Balancing predefined regions: If predefined tissue
regions are available (e.g., pathologist annotations of tumor and
adjacent stromal regions), you can use the Region and
downsample.by.region argument to balance spatial
neighborhoods across regions. When enabled, the method downsamples
neighborhoods within each region to ensure comparable representation and
to weight regions equally during integration.
Start with raw single-cell ST data from multiple samples
The MultiSpatialEcoTyper function provides an end-to-end pipeline for the integrative analysis of single-cell spatial transcriptomics data across multiple samples.

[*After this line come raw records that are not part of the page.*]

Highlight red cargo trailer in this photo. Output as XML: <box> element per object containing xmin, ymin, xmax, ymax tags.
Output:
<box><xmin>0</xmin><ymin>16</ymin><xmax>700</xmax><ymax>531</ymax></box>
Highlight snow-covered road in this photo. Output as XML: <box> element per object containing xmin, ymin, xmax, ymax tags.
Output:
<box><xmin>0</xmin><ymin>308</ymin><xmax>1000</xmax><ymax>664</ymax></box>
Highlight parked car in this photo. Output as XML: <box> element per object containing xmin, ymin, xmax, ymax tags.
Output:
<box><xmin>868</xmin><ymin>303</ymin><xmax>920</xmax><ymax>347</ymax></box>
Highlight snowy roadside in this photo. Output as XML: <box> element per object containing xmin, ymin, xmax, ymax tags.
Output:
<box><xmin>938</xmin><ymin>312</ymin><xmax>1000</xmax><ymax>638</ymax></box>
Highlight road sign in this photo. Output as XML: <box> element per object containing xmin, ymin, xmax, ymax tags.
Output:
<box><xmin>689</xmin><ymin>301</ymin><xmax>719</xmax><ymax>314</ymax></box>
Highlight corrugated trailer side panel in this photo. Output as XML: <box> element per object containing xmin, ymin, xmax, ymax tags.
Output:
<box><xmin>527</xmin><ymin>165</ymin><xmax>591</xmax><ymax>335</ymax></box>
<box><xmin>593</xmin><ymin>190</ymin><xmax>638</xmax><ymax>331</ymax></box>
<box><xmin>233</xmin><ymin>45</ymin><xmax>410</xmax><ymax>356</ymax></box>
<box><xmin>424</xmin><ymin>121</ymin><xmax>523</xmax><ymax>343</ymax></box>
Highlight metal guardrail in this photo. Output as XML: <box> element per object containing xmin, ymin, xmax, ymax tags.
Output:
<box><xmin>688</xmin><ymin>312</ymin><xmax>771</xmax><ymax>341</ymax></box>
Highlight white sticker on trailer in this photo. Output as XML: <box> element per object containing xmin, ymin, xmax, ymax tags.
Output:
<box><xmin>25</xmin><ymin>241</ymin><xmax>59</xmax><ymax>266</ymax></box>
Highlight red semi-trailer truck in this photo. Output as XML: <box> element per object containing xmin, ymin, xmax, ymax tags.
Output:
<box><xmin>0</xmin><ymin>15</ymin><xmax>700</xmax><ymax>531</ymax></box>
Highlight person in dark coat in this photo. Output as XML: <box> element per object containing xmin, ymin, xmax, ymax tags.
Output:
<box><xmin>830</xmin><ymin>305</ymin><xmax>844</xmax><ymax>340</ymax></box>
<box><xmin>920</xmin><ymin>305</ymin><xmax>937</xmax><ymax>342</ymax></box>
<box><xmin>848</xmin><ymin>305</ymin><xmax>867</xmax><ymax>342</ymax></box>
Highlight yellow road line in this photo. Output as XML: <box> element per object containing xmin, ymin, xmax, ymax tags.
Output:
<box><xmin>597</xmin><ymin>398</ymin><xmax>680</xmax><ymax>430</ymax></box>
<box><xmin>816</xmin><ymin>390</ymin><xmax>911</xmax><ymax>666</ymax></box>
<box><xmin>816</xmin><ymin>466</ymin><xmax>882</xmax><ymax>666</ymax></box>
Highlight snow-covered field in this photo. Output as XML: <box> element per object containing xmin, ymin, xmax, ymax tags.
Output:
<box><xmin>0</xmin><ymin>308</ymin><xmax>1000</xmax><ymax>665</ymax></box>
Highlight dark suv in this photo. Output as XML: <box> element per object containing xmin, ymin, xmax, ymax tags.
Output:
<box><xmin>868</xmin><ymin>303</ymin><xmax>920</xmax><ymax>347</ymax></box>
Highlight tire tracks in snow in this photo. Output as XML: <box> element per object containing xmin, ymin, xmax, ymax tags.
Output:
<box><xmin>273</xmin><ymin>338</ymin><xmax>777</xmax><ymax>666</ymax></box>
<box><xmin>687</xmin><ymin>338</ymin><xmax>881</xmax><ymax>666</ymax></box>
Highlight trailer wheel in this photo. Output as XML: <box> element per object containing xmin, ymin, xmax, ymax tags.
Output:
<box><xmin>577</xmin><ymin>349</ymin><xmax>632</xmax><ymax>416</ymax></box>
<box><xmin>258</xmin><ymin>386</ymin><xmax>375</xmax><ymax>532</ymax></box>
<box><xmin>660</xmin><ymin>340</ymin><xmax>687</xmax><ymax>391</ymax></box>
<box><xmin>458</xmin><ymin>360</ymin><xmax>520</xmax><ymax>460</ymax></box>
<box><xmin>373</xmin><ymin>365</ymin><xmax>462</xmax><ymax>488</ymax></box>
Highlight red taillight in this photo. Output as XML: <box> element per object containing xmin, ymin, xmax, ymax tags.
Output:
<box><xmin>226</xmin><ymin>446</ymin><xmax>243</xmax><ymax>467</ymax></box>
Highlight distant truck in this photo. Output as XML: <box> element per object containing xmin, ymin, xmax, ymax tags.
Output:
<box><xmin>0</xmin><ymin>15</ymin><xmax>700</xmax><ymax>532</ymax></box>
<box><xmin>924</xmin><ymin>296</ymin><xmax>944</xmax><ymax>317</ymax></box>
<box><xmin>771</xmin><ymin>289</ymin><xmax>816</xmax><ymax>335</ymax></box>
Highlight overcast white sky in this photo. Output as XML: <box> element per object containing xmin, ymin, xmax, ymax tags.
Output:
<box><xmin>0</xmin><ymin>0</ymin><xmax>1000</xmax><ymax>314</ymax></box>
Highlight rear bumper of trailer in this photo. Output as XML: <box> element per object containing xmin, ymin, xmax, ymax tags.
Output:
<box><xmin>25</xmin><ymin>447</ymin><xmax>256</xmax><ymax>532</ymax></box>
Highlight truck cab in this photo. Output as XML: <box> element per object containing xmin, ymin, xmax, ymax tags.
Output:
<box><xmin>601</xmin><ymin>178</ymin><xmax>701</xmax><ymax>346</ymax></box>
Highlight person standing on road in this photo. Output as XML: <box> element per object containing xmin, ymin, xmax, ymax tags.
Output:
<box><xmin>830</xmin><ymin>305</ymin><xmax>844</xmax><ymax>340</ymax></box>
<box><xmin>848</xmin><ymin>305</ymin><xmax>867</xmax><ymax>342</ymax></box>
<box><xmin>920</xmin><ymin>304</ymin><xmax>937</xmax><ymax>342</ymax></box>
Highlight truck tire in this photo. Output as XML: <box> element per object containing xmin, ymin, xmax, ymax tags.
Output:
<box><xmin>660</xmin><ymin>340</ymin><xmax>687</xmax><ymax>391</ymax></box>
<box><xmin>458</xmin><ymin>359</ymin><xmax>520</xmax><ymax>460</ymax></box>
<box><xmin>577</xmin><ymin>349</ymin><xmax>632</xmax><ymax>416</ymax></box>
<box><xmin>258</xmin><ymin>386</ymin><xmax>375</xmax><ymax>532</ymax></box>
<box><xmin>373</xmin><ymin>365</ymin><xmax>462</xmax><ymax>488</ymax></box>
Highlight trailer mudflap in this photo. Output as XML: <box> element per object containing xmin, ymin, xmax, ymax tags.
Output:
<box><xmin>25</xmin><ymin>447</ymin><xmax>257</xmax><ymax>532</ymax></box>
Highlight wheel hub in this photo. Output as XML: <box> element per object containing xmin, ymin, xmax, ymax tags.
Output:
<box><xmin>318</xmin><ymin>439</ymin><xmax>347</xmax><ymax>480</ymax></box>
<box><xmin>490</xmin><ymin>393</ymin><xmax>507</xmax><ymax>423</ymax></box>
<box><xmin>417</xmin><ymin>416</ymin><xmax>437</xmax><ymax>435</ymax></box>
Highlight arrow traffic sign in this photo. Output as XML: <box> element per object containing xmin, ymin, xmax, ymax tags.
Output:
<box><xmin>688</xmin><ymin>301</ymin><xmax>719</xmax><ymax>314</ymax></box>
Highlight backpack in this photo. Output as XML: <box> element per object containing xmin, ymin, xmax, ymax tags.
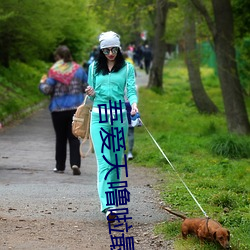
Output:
<box><xmin>72</xmin><ymin>95</ymin><xmax>94</xmax><ymax>158</ymax></box>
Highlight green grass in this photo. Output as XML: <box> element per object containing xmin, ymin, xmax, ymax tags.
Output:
<box><xmin>0</xmin><ymin>61</ymin><xmax>48</xmax><ymax>123</ymax></box>
<box><xmin>133</xmin><ymin>60</ymin><xmax>250</xmax><ymax>250</ymax></box>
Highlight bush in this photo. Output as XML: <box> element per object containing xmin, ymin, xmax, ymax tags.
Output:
<box><xmin>211</xmin><ymin>135</ymin><xmax>250</xmax><ymax>159</ymax></box>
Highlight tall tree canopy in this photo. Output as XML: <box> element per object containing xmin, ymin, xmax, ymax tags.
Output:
<box><xmin>0</xmin><ymin>0</ymin><xmax>99</xmax><ymax>67</ymax></box>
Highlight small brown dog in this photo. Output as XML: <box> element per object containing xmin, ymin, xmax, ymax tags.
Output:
<box><xmin>163</xmin><ymin>207</ymin><xmax>231</xmax><ymax>249</ymax></box>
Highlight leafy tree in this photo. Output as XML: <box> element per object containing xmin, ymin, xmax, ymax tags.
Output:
<box><xmin>0</xmin><ymin>0</ymin><xmax>99</xmax><ymax>67</ymax></box>
<box><xmin>191</xmin><ymin>0</ymin><xmax>250</xmax><ymax>134</ymax></box>
<box><xmin>184</xmin><ymin>2</ymin><xmax>218</xmax><ymax>114</ymax></box>
<box><xmin>148</xmin><ymin>0</ymin><xmax>177</xmax><ymax>89</ymax></box>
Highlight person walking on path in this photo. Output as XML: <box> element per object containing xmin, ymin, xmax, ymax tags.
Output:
<box><xmin>39</xmin><ymin>46</ymin><xmax>87</xmax><ymax>175</ymax></box>
<box><xmin>86</xmin><ymin>31</ymin><xmax>138</xmax><ymax>221</ymax></box>
<box><xmin>143</xmin><ymin>44</ymin><xmax>153</xmax><ymax>75</ymax></box>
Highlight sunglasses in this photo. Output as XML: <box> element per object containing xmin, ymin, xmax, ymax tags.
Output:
<box><xmin>102</xmin><ymin>47</ymin><xmax>118</xmax><ymax>55</ymax></box>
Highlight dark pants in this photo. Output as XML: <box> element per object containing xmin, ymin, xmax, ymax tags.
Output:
<box><xmin>51</xmin><ymin>110</ymin><xmax>81</xmax><ymax>170</ymax></box>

While this streamlined workflow is convenient, it can be computationally intensive. Therefore, we recommend first analyzing each sample individually using the SpatialEcoTyper function, as demonstrated in Tutorial 1. The resulting outputs can then be integrated across samples using the IntegrateSpatialEcoTyper function, as described above.
The MultiSpatialEcoTyper requires two input data objects per sample:
- Gene expression matrix: a numeric matrix with genes as rows and cells as columns.
- Metadata: a data frame containing at least three columns: “X” (x-coordinate), “Y” (y-coordinate), and “CellType” (cell type annotation). Row names must match the column names (cell IDs) in the expression matrix.
First, load single-cell gene expression data and meta data for the two example samples.
# Load single-cell gene expression data. Rows represent gene names and columns represent cell IDs
scdata1 <- fread("https://spatialecotyper.stanford.edu/inc/inc.public.vignettes.php?file=Melanoma1_subset_counts.tsv.gz",
sep = "\t", header = TRUE, data.table = FALSE)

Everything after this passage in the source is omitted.